A Community Software Commons for the Geosciences
The OntoSoft project is part of the National Science Foundation’s EarthCube Initiative. The NSF EarthCube Initiative aims to enable scientists to solve challenging problems that span diverse geoscience domains. This requires not only data sharing, it requires new forms of knowledge sharing. The focus of OntoSoft is to promote knowledge sharing about the software developed for geosciences.
Geosciences software embodies important scientific knowledge that should be explicitly captured, curated, managed, and disseminated. Recurring issues of provenance and uncertainty of data could be better addressed with improved treatment of geoscience software: it is easy to see that nothing describes data more precisely than the software that generates or uses the data. Software is implicitly linked to its documentation, datasets it uses or produces, publications, and ultimately scientific theories. Scientists recognize the value of sharing software to avoid replicating effort or to reproduce results from others. However, the stewardship of software in geosciences must be greatly improved.
First, while modeling frameworks have dramatically improved software sharing, there are orders of magnitude more codes devoted to preparing data for input to a model (what we could call “pre-model software”) and preparing data that results from a model (“post-model” software). Studies show that scientists spend between 60%-80% of a project’s effort collecting and preparing data before doing new science. This would indicate a significant overhead in developing pre-model software for data preparation is only rarely shared (e.g., through libraries such as NetCDF-Java and NumPy) and rarely reused, particularly across disciplines. This leads to wasted investments, particularly for younger researchers that are often charged with such tasks, which often go unnoticed.

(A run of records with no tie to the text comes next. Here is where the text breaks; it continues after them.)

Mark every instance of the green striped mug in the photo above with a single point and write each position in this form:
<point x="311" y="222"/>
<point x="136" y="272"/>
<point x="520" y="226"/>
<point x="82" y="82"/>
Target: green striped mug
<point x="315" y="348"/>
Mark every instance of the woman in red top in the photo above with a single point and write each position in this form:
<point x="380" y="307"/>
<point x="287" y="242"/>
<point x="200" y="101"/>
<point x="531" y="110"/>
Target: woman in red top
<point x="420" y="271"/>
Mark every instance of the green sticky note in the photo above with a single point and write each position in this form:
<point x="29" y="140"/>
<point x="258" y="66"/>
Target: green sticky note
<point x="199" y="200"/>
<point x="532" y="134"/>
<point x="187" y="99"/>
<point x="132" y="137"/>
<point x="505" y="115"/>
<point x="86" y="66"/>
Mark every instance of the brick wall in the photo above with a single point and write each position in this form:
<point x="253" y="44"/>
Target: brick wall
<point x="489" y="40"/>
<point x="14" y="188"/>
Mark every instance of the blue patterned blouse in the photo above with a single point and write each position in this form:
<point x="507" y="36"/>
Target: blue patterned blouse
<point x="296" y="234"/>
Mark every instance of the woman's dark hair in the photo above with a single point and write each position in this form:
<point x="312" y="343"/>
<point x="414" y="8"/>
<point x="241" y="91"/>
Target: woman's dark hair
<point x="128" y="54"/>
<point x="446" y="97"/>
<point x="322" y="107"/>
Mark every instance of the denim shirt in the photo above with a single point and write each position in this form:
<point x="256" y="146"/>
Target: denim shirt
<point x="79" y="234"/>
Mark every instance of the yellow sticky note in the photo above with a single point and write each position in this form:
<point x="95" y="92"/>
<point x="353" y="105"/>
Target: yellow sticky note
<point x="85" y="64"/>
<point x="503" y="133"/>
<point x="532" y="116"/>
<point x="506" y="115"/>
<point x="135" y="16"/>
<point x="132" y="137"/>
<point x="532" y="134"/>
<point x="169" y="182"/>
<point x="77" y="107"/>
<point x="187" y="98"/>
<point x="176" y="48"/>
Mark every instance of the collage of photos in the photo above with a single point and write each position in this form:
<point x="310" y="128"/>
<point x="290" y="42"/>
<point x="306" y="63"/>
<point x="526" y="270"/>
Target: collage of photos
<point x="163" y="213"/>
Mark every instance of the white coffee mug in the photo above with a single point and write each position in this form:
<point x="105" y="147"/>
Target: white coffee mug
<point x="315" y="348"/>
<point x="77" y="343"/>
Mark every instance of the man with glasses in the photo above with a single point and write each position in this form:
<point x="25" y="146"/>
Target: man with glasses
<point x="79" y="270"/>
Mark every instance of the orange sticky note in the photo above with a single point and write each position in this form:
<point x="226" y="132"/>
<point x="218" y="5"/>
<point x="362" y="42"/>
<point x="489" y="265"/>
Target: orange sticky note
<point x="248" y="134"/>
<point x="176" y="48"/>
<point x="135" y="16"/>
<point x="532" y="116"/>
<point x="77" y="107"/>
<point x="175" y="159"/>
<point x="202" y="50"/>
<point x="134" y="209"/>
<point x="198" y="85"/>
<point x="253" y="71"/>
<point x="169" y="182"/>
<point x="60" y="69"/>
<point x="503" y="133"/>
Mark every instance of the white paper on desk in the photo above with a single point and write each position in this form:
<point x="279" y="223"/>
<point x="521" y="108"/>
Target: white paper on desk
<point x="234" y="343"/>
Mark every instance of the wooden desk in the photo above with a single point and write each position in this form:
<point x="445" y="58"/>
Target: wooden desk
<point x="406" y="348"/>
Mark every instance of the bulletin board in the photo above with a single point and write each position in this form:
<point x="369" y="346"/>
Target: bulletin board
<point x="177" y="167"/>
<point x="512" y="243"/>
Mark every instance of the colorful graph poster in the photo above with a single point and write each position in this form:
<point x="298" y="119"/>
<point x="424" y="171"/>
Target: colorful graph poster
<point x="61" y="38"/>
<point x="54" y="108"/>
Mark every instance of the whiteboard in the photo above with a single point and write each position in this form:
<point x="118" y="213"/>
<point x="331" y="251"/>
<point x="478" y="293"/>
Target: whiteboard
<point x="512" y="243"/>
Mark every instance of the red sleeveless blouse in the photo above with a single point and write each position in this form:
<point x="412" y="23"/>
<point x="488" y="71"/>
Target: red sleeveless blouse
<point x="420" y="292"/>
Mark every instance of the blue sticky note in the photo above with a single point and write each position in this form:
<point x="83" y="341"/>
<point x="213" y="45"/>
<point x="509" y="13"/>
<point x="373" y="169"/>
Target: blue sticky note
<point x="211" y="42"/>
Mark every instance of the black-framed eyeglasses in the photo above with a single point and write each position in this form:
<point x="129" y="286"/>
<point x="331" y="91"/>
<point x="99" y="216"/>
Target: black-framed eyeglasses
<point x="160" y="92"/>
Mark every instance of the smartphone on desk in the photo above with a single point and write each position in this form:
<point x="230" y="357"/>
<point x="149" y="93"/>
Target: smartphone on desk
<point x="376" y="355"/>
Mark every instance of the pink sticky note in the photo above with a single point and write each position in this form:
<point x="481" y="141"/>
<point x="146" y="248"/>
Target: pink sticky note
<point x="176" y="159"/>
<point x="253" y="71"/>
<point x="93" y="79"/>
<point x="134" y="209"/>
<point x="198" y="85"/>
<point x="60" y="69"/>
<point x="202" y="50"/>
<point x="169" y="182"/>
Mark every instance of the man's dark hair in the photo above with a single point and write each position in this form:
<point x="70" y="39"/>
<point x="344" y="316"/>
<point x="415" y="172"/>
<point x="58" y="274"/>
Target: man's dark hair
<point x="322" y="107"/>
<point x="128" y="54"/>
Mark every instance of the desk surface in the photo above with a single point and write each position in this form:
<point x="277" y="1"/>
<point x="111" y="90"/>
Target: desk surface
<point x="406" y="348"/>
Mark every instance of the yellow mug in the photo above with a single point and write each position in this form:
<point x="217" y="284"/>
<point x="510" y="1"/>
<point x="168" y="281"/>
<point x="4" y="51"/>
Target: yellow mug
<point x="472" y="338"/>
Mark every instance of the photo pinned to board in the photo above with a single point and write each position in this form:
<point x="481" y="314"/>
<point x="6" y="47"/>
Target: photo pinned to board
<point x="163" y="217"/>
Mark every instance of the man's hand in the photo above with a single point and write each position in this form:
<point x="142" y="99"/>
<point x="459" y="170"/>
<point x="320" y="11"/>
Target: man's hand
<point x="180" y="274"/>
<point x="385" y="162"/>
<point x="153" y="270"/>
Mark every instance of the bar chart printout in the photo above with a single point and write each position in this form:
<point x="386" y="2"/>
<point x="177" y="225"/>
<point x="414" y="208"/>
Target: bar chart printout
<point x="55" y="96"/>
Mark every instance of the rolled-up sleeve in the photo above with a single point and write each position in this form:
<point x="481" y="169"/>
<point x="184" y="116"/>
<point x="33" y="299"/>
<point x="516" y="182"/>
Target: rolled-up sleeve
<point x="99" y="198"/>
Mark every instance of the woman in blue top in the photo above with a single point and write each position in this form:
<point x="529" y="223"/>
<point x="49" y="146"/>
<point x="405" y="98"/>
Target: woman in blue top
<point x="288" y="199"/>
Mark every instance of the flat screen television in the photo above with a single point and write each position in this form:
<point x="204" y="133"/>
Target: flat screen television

Second, the inaccessibility of software as an explicit science product that, like data, should be shared and reused leads to barriers for those who cannot afford such investments, and to barriers for software experts that could otherwise become involved in supporting software efforts.
Finally, the education of future scientists crucially depends on the ability to actively explore problems by experimenting with science-grade data and software. This will not be possible unless science software is captured and properly disseminated. In summary, although geoscientists program a lot of code to analyze their data, that important software is often not shared and rarely preserved.
The goal of OntoSoft is to enable the creation of a germinal ecosystem for software stewardship in geosciences that will empower scientists to manage their software as valuable scientific assets in an open transparent mode that enables broader access to that software by other scientists, software professionals, students, and decision makers.
Scientific software stewardship requires a combination of cyberinfrastructure, social infrastructure, and professional development infrastructure. Our cross-disciplinary team has had direct experience with a variety of aspects of the scientific software lifecycle, from conception to development, deployment, characterization, integration, composition, and dissemination through open source communities and geosciences modeling frameworks.
Our work focuses on:
- Facilitating software publication through a personal assistant that guides a user through best practices. Users choose the degree of investment they are willing to make in componentizing, describing, licensing, and maintaining their software. It will assist in metadata capture for open source publication, the formation of communities around the software, and set up mechanisms for software citation and credit. This guidance is designed around explicitly articulated best practices for open software sharing and reuse.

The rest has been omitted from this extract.